HurdleDMR.jl
HurdleDMR.jl is a Julia implementation of the Hurdle Distributed Multinomial Regression (HDMR), as described in:
Bryan Kelly, Asaf Manela & Alan Moreira (2021) Text Selection, Journal of Business & Economic Statistics (ungated preprint).
It includes a Julia implementation of the Distributed Multinomial Regression (DMR) model of Taddy (2015).
Setup
Install the HurdleDMR package, switch to Pkg mode (hit ])
pkg> add HurdleDMR
Add parallel workers and make package available to workers
using Distributed
addprocs(4)
import HurdleDMR; @everywhere using HurdleDMR
Setup your data into an n-by-p covars matrix, and a (sparse) n-by-d counts matrix. Here we generate some random data.
using CSV, GLM, DataFrames, Distributions, Random, LinearAlgebra, SparseArrays
n = 100
p = 3
d = 4
Random.seed!(13)
m = 1 .+ rand(Poisson(5),n)
covars = rand(n,p)
ηfn(vi) = exp.([0 + i*sum(vi) for i=1:d])
q = [ηfn(covars[i,:]) for i=1:n]
rmul!.(q,ones(n)./sum.(q))
counts = convert(SparseMatrixCSC{Float64,Int},hcat(broadcast((qi,mi)->rand(Multinomial(mi, qi)),q,m)...)')
covarsdf = DataFrame(covars,[:vy, :v1, :v2])
Distributed Multinomial Regression (DMR)
The Distributed Multinomial Regression (DMR) model of Taddy (2015) is a highly scalable approximation to the Multinomial using distributed (independent, parallel) Poisson regressions, one for each of the d categories (columns) of a large counts
matrix, on the covars
.
To fit a DMR:
m = dmr(covars, counts)
or with a dataframe and formula
mf = @model(c ~ vy + v1 + v2)
m = fit(DMR, mf, covarsdf, counts)
in either case we can get the coefficients matrix for each variable + intercept as usual with
coef(m)
By default we only return the AICc maximizing coefficients.

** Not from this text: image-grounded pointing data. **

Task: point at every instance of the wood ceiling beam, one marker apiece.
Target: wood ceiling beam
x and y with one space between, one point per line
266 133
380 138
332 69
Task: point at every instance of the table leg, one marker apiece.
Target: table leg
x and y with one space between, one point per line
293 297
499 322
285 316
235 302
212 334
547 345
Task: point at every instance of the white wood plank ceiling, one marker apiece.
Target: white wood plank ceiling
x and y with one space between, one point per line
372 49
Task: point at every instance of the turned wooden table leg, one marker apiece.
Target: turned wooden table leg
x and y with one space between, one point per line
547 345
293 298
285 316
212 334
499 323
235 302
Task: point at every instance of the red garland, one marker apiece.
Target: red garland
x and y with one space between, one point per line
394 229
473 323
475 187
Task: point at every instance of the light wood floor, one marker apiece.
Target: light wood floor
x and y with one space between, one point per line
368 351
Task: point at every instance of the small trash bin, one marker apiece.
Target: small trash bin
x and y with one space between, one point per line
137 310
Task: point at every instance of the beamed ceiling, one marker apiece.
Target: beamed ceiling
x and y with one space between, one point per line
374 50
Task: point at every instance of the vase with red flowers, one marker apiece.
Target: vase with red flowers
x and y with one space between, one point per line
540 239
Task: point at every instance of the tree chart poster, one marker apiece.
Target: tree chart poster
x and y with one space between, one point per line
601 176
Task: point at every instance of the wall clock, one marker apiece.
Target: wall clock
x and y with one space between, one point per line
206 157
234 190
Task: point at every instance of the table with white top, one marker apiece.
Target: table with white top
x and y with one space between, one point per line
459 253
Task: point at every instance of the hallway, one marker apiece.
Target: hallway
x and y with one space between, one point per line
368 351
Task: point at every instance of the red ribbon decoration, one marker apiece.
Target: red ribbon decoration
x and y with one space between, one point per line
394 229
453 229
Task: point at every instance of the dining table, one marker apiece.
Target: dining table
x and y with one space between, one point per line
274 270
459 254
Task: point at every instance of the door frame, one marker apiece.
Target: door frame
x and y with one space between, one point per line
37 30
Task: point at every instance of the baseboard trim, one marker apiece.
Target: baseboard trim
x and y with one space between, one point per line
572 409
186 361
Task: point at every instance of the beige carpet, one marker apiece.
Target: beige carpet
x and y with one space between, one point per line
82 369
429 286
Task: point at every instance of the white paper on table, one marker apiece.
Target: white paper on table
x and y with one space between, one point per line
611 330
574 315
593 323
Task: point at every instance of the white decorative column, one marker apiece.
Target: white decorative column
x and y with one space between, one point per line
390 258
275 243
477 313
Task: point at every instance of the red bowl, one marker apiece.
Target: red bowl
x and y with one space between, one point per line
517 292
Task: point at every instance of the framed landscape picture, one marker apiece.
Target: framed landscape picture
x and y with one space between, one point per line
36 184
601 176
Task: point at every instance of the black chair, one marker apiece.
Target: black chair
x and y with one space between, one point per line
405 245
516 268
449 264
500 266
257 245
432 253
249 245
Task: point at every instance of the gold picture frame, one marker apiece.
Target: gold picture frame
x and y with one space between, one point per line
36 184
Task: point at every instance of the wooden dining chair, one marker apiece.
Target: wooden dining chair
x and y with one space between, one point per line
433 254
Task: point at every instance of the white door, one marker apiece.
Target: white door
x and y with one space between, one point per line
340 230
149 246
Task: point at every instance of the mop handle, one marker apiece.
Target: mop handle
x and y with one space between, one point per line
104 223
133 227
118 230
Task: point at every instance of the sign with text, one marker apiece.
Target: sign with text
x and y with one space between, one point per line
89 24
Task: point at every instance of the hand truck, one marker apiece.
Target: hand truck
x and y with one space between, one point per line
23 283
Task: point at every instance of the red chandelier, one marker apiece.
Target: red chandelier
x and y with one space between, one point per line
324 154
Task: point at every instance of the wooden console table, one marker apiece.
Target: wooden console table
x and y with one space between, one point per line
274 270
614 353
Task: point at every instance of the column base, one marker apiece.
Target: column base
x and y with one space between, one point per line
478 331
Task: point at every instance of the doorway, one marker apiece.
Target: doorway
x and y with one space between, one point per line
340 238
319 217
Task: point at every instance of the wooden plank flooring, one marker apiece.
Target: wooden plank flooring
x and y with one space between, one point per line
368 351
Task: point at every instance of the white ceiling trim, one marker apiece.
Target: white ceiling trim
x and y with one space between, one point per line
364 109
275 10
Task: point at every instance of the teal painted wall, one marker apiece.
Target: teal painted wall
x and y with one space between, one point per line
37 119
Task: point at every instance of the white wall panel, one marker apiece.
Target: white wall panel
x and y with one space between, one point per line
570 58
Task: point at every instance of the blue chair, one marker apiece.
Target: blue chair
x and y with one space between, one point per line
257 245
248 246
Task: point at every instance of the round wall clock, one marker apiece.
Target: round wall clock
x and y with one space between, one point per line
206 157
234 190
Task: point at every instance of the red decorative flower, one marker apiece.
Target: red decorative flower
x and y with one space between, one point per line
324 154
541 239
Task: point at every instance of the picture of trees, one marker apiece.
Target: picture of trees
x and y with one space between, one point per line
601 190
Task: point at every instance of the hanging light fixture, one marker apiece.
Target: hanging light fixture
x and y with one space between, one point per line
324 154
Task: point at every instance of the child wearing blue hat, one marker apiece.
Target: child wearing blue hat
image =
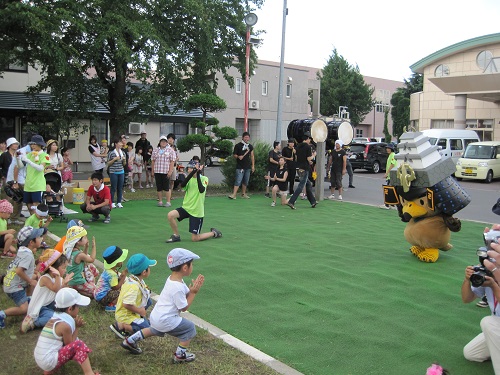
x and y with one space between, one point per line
175 298
134 298
109 284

To also get back the entire regulatrization paths, run
paths = fit(DMRPaths, mf, covarsdf, counts)
we can now select, for example the coefficients that minimize 10-fold CV mse (takes a while)
coef(paths, MinCVKfold{MinCVmse}(10))
HurdleDMR.DCR
— TypeAbstract Distributed Counts Regression (DCR) returned object
HurdleDMR.DMR
— TypeAbstract DMR returned object
HurdleDMR.DMRCoefs
— TypeRelatively light object used to return DMR results when we only care about estimated coefficients.
HurdleDMR.DMRPaths
— TypeRelatively heavy object used to return DMR results when we care about the regulatrization paths.
Distributions.ncategories
— MethodNumber of categories (terms/words/phrases) used for DMR estimation
HurdleDMR.dmr
— MethodShorthand for fit(DMR,covars,counts). See also fit(::DMR)
HurdleDMR.dmrpaths
— MethodShorthand for fit(DMRPaths,covars,counts). See also fit(::DMRPaths)
HurdleDMR.hasintercept
— MethodWhether the model includes an intercept in each independent counts (e.g. hurdle) regression
HurdleDMR.ncoefs
— MethodNumber of coefficient potentially including intercept used for each independent Poisson regression
HurdleDMR.ncovars
— MethodNumber of covariates used for DMR estimation
StatsAPI.coef
— Methodcoef(m::DMRCoefs)
Returns the coefficient matrices fitted with DMR using the segment selected during fit (MinAICc by default).
Example:
m = fit(DMR,covars,counts)
coef(m)
StatsAPI.fit
— Methodfit(DMR,covars,counts; <keyword arguments>)
dmr(covars,counts; <keyword arguments>)
Fit a Distributed Multinomial Regression (DMR) of counts on covars.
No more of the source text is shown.